The Nigerian situation: Nigeria has little by way of a functioning health insurance system that safeguards its poorest. Of course there is the Nigerian National Health Insurance Scheme (NHIS) which is underpinned by capitation; however this means that the nation's poor who do not have regular salaried jobs or even bank accounts are excluded from the scheme when ironically, they are the most in need of financial protection. It is not clear if the government has a unique strategy to address this major gap in health and equity. One solution would be entitlement to free health care or substantial subsidy for households below a certain income line, paid for from the nation's revenue pot. However, this does not happen routinely (if at all) in Nigeria. The issue is not lack of revenue as Nigeria is by no means a poor country; the failure to prioritise health and to recognise the link between health and national productivity, much more so. The Maria-Nina Foundation's recent activities in a rural district in the heart of Abuja FCT unmasked several deficiencies in the health system. A needs assessment revealed that achieving universal health coverage in this district is very far off as the current situation stands; and proffering viable and sustainable solutions is a matter of urgency.

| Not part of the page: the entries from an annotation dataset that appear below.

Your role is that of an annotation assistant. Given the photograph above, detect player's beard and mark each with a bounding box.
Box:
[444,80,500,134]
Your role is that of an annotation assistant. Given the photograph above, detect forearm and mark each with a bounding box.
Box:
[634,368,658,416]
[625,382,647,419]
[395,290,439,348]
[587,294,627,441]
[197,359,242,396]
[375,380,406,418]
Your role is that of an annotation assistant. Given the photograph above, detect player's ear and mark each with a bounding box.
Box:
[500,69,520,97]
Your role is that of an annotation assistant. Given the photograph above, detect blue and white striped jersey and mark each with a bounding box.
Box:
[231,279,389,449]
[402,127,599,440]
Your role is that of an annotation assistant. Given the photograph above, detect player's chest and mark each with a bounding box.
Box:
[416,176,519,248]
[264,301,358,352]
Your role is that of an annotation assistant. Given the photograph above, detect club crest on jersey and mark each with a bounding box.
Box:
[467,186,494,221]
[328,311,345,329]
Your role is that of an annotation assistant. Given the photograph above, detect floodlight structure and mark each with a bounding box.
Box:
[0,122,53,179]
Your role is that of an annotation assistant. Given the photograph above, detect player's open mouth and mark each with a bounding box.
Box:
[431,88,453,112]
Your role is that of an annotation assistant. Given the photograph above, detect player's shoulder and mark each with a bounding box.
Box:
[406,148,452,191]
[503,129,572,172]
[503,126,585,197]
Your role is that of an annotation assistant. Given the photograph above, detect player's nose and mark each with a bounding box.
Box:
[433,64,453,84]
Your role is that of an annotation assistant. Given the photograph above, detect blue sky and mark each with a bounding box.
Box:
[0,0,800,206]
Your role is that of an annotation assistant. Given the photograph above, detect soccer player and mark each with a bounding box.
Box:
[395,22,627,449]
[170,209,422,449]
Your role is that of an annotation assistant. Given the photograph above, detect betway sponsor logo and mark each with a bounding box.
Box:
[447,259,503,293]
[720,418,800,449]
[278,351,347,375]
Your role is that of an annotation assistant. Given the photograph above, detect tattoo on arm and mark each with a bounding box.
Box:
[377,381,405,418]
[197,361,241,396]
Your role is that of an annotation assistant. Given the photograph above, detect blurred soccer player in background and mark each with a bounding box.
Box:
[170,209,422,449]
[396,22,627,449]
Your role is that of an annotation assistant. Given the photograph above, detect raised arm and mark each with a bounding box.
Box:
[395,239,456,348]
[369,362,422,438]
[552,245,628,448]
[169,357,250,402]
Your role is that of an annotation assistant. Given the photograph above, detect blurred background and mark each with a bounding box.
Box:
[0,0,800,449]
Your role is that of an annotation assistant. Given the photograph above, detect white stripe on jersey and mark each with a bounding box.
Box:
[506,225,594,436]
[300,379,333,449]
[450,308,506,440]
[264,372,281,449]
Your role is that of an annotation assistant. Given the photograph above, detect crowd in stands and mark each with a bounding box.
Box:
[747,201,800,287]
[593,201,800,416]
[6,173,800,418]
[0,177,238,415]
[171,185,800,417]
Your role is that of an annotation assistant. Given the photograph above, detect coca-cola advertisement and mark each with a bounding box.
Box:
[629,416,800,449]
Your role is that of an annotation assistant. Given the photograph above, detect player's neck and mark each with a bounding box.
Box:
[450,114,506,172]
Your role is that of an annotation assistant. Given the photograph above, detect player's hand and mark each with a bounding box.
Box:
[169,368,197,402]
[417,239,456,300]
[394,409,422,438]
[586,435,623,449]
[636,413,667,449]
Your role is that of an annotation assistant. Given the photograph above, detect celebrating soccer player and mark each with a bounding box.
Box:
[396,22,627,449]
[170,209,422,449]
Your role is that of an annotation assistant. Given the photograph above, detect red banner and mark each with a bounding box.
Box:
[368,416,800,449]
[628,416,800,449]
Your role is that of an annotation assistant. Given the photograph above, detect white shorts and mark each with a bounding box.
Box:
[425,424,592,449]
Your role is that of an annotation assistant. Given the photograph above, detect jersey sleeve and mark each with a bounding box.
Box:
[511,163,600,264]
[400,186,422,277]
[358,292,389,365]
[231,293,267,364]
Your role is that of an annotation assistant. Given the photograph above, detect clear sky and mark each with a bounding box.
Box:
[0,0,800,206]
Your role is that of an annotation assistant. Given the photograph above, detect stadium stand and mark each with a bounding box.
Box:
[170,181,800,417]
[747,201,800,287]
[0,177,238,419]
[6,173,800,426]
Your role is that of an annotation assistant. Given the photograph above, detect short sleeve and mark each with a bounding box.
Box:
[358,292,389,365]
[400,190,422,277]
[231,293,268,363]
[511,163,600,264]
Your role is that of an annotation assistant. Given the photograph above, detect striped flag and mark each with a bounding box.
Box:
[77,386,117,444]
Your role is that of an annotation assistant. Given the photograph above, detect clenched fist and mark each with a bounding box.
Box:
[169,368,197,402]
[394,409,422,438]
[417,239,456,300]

This provokes the question "Can rural West African communities be custodians of their own health and should they be?" Should people hovering around or living below the poverty line throw up their hands in exasperation and abandon themselves to fate, praying to be dealt luckier cards in another life? Or, can they (should they) come together in communities and take charge as much as possible of their circumstances, simultaneously raising their voices to the government? Is it possible for rural dwellers to operate on a micro level, the pooling of risk and finances, led by their chieftains or female leaders? Many are not unfamiliar to "contributions" as a way of raising funds for projects. Can a "contributions-based" form of health insurance be practised in rural settings, so that those without salaries and bank accounts can hand in their monthly contributions to a locally vetted and appointed rural official and in times of distress, get their health bills paid up to an agreed amount? This is theoretically possible but its success will be based on honesty, trust and cohesive efforts on health promotion and disease prevention, to reduce drastically, costs that would otherwise be incurred from treating preventable conditions. Food for thought now; the feasibility for safe experimentation will be explored.
In a move to help a rural community achieve universal health coverage (UHC), The Maria-Nina Foundation (MANIF) has established its first community health post in the Guzape district of Abuja, where some essential UHC services will be provided. For now, prevention and treatment of hypertension and diabetes, HIV and hepatitis screening and facilitation of treatment pathways are in place. The aim is to include reproductive, maternal, newborn and child health, cervical cancer screening and smoking cessation services in the near future.